Re: Updated Binary Optimized Header Encoding Draft

Hello Frédéric,

On 2012/11/15 9:17, Frédéric Kayser wrote:
> Hi,
> could you precise some points regarding UTF-8 encoding ?
>
> "The next bit (E) indicates, when set, that the header field value contains UTF-8 encoded character content."
>
> - is a BOM allowed?

It does not make any sense at all as an encoding signature (we already 
know it's UTF-8). In the (hopefully very rare) cases it's present, it 
should be taken as part of the data (i.e. a ZERO WIDTH NO-BREAK SPACE).

The "UTF-8 BOM" (it's actually not a BOM, because there's no need to 
distinguish byte orders in UTF-8) is used quite a bit as an encoding 
signature for whole files. For this use case, there are vastly differing 
opinions, from "extremely useful" (more on the Windows side) to "very 
bothering" (more on the Linux side).

But for fields in protocols and formats, it's totally unnecessary, I 
don't know of anybody who's using or pushing it, and as far as I know, 
the danger that it slips in is fortunately extremely low.

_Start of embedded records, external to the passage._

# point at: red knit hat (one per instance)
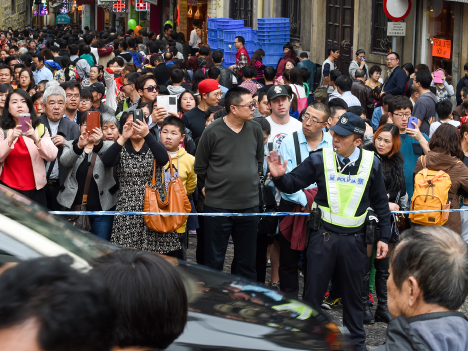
(207, 86)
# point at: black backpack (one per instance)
(317, 76)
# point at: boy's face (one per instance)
(171, 137)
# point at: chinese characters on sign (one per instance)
(441, 48)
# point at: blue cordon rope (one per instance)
(269, 214)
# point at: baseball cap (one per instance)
(207, 86)
(98, 88)
(275, 91)
(348, 124)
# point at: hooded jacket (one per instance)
(185, 162)
(458, 173)
(424, 108)
(175, 90)
(441, 331)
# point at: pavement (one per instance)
(375, 334)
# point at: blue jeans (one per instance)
(102, 226)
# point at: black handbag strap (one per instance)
(88, 179)
(297, 148)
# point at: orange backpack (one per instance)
(431, 190)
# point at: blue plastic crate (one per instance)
(226, 23)
(213, 43)
(272, 48)
(272, 60)
(230, 35)
(273, 20)
(212, 22)
(230, 57)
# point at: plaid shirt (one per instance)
(241, 63)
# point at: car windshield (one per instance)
(36, 217)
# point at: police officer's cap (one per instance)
(348, 124)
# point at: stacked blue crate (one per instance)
(272, 34)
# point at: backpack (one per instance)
(431, 190)
(136, 58)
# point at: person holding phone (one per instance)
(102, 193)
(134, 154)
(22, 155)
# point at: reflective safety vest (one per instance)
(344, 192)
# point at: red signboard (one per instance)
(441, 48)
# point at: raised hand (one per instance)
(277, 167)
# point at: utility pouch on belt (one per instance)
(371, 230)
(315, 217)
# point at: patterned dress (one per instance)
(135, 170)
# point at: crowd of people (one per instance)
(216, 134)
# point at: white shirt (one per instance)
(53, 130)
(281, 131)
(436, 125)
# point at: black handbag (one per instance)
(82, 221)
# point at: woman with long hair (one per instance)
(192, 66)
(5, 89)
(446, 152)
(22, 156)
(386, 144)
(256, 61)
(26, 79)
(134, 154)
(289, 55)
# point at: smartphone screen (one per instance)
(93, 120)
(137, 115)
(23, 118)
(412, 119)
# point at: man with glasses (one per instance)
(310, 138)
(72, 90)
(229, 159)
(396, 76)
(413, 142)
(60, 129)
(210, 93)
(41, 72)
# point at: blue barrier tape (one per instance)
(269, 214)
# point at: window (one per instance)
(380, 42)
(242, 9)
(292, 9)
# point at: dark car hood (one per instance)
(230, 313)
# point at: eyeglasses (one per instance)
(407, 115)
(252, 106)
(152, 88)
(313, 121)
(122, 90)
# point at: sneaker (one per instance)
(371, 300)
(330, 301)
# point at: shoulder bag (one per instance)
(176, 201)
(82, 221)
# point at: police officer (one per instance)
(349, 181)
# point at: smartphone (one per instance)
(23, 118)
(93, 120)
(138, 115)
(412, 119)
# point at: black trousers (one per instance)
(346, 255)
(52, 189)
(244, 235)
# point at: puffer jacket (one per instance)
(458, 172)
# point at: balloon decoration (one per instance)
(132, 24)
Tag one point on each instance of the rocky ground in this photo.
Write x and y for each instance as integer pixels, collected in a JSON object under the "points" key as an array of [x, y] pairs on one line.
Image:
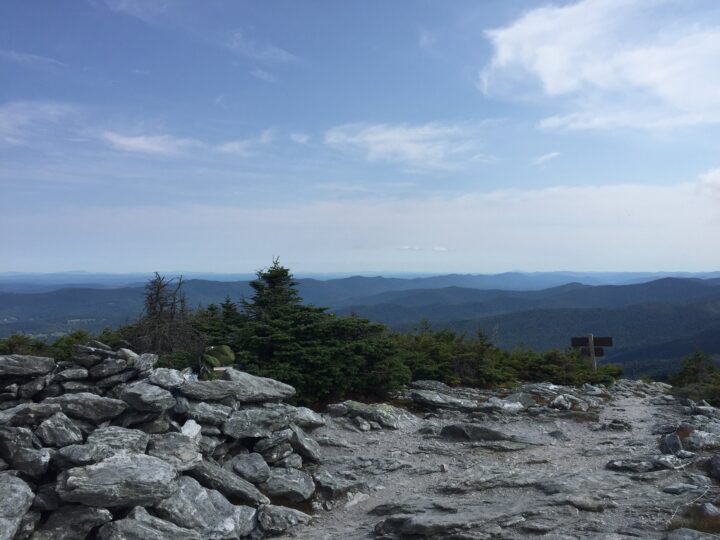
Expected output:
{"points": [[109, 446]]}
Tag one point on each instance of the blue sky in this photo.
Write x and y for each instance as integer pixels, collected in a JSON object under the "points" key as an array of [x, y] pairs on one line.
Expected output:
{"points": [[426, 136]]}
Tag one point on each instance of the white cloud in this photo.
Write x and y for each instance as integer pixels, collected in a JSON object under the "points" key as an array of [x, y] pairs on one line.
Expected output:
{"points": [[241, 44], [21, 121], [619, 62], [545, 158], [425, 146], [263, 75], [31, 60], [621, 227], [150, 144], [300, 138]]}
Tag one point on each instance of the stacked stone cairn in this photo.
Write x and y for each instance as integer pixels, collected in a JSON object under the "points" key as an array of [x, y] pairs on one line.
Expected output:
{"points": [[108, 446]]}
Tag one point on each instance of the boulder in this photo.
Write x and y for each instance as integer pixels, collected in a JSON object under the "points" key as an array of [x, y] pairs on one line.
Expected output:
{"points": [[24, 365], [28, 414], [120, 439], [179, 450], [59, 430], [120, 480], [143, 396], [139, 525], [251, 467], [276, 520], [72, 523], [87, 406], [206, 511], [226, 482], [15, 500], [289, 484]]}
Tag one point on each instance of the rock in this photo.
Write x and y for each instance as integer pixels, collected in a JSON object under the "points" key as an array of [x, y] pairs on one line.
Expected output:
{"points": [[15, 500], [24, 365], [209, 413], [28, 414], [120, 439], [670, 444], [72, 523], [143, 396], [275, 520], [251, 467], [289, 484], [59, 430], [166, 377], [253, 389], [226, 482], [139, 525], [120, 480], [386, 415], [305, 445], [89, 406], [78, 455], [72, 374], [177, 449], [21, 449], [108, 367], [206, 511]]}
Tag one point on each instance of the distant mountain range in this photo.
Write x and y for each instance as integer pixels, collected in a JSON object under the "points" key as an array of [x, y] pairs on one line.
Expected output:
{"points": [[655, 322]]}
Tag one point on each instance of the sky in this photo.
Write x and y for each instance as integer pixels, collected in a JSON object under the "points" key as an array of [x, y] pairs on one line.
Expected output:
{"points": [[363, 135]]}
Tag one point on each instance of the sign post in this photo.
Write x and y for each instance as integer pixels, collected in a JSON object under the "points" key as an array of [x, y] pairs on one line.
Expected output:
{"points": [[591, 346]]}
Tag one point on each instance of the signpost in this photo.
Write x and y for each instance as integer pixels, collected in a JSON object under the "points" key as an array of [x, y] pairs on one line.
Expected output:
{"points": [[591, 346]]}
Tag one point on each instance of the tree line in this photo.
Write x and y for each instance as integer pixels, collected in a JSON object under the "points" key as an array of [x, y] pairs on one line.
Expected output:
{"points": [[324, 356]]}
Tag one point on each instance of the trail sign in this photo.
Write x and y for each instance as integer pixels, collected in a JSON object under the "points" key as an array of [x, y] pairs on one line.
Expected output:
{"points": [[591, 346]]}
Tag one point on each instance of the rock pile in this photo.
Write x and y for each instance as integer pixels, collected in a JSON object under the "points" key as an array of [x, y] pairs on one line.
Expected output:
{"points": [[109, 446]]}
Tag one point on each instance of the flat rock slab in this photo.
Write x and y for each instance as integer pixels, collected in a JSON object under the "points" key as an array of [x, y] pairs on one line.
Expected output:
{"points": [[139, 525], [88, 406], [25, 365], [15, 500], [120, 480], [206, 511]]}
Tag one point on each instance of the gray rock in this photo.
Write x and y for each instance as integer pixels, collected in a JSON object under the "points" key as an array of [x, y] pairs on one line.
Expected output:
{"points": [[143, 396], [180, 451], [304, 445], [166, 377], [59, 430], [120, 439], [206, 511], [15, 500], [254, 389], [28, 414], [289, 484], [275, 520], [226, 482], [109, 366], [21, 449], [120, 480], [24, 365], [252, 467], [72, 523], [208, 413], [72, 374], [89, 406], [254, 422], [139, 525]]}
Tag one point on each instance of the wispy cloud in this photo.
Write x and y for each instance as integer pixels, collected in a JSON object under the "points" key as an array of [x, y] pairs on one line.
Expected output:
{"points": [[263, 75], [29, 59], [614, 63], [425, 146], [240, 43], [21, 121], [165, 145], [545, 158]]}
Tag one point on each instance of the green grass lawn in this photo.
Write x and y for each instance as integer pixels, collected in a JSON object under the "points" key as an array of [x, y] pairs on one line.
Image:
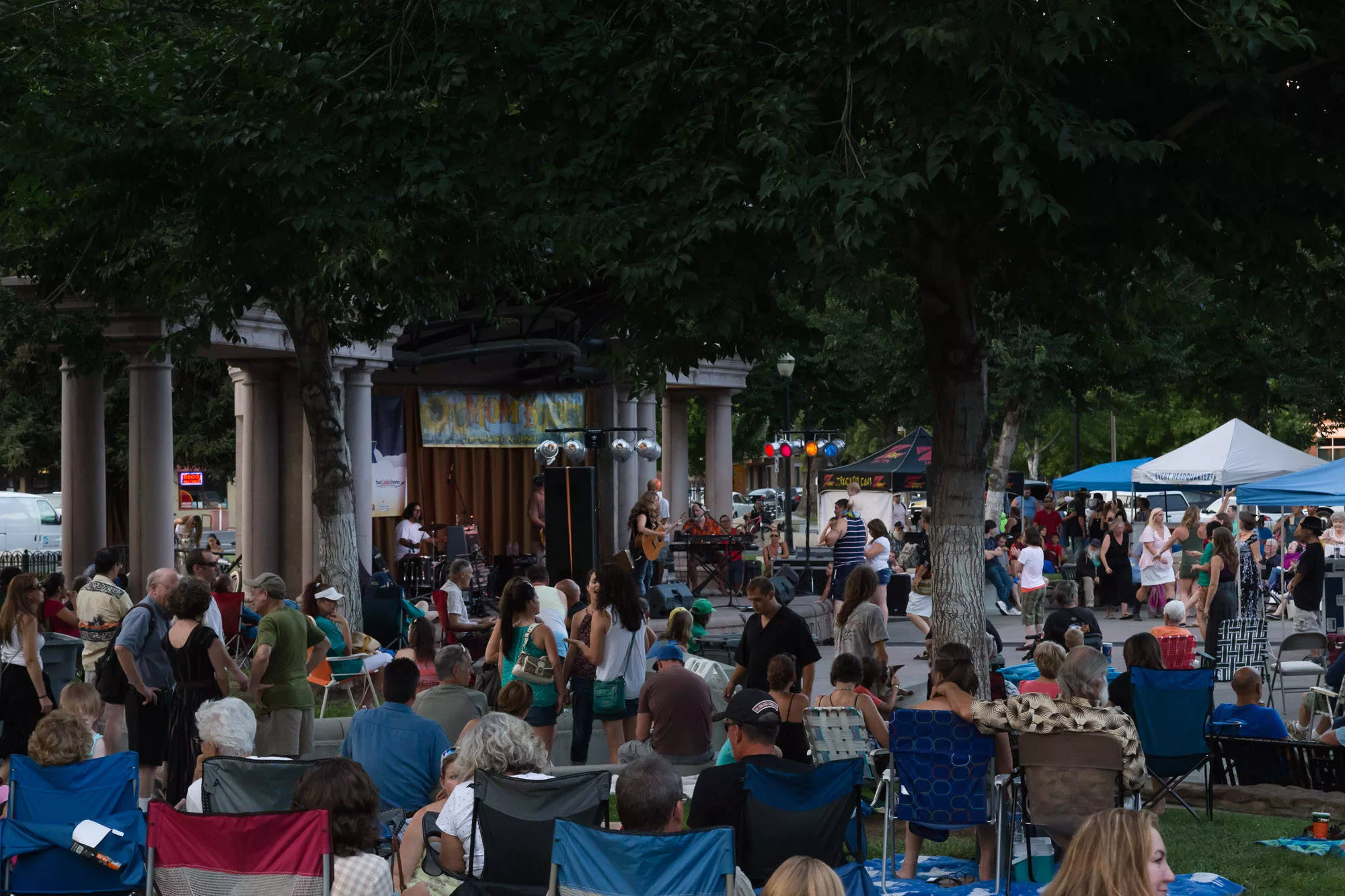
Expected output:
{"points": [[1225, 846]]}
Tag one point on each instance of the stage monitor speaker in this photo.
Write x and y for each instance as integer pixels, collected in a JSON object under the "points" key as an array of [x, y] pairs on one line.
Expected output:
{"points": [[665, 599], [783, 588], [455, 542], [571, 522]]}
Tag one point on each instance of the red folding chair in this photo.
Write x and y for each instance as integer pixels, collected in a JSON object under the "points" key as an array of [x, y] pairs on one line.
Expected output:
{"points": [[1179, 650], [440, 599], [190, 854], [232, 611]]}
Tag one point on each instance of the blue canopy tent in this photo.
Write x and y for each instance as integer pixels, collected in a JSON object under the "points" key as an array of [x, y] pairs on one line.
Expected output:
{"points": [[1114, 477], [1317, 486]]}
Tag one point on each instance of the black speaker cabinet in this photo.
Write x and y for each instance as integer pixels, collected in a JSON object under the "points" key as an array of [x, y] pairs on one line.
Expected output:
{"points": [[665, 599], [571, 524]]}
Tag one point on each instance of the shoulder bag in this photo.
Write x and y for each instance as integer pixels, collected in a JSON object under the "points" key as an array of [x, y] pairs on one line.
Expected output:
{"points": [[112, 682], [535, 670], [610, 696]]}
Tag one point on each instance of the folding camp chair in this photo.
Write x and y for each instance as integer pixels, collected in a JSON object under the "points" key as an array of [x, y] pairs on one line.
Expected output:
{"points": [[516, 819], [337, 671], [839, 732], [945, 779], [590, 860], [232, 611], [45, 803], [1242, 642], [1179, 650], [266, 853], [1066, 778], [235, 784], [790, 814], [1172, 713], [1282, 667]]}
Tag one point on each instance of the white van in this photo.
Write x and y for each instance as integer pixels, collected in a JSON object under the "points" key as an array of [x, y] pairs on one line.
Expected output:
{"points": [[29, 522]]}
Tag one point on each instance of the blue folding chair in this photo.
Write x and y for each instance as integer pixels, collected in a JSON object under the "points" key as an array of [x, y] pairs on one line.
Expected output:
{"points": [[945, 780], [789, 814], [592, 860], [46, 805], [1172, 715]]}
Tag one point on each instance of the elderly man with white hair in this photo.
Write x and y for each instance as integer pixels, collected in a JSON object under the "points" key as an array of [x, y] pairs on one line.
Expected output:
{"points": [[228, 728], [1081, 708]]}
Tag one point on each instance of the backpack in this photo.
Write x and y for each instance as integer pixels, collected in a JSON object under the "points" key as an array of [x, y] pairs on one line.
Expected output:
{"points": [[112, 682]]}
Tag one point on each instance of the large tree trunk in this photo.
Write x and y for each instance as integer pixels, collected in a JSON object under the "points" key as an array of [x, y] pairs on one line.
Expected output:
{"points": [[957, 474], [337, 552], [1008, 444]]}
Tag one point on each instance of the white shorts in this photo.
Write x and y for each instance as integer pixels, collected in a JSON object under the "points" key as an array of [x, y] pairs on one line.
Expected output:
{"points": [[1157, 575], [921, 604]]}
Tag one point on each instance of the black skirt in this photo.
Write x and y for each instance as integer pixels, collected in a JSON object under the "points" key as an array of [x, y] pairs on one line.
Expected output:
{"points": [[20, 709]]}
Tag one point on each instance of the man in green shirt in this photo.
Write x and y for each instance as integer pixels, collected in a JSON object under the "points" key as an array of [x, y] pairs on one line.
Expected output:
{"points": [[282, 663]]}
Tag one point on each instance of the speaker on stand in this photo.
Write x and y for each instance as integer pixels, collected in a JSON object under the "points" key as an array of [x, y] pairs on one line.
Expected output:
{"points": [[571, 522]]}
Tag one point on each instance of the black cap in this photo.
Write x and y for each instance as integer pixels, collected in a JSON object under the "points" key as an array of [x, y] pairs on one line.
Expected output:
{"points": [[751, 706]]}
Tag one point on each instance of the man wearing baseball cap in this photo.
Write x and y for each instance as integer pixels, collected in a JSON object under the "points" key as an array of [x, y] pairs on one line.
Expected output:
{"points": [[751, 720], [282, 663], [673, 719]]}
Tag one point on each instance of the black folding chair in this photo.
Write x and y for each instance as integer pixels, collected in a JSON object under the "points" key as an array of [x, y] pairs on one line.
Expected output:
{"points": [[237, 786], [517, 821]]}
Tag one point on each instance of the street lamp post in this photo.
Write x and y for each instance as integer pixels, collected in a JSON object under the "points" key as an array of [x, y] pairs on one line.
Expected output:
{"points": [[785, 366]]}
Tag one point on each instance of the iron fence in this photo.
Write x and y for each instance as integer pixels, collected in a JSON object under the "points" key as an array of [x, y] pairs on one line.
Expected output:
{"points": [[41, 563]]}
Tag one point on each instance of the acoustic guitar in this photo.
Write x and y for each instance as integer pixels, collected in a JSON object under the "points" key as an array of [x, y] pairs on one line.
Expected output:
{"points": [[653, 545]]}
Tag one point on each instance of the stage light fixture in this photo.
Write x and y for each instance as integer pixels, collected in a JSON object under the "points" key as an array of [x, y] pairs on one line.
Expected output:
{"points": [[547, 452]]}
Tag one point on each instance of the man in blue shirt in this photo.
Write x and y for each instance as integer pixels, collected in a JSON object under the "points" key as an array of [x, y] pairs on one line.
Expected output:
{"points": [[400, 749], [1257, 720]]}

> - are there restrictions concerning Unicode Normalizations Forms,

There shouldn't be, because in some cases, it may be necessary to allow 
both forms. Imagine a service that converts data from one of these forms 
to the other.

On the other hand, recommending that NFC be used when there's a choice 
is a good idea (it will mostly happen even without this recommendation, 
but the recommendation will address questions like the ones in your email.


> NFC is used most of the time but NFD could lead to smaller compressed results

Do you have any data to back this up, or is this just a guess?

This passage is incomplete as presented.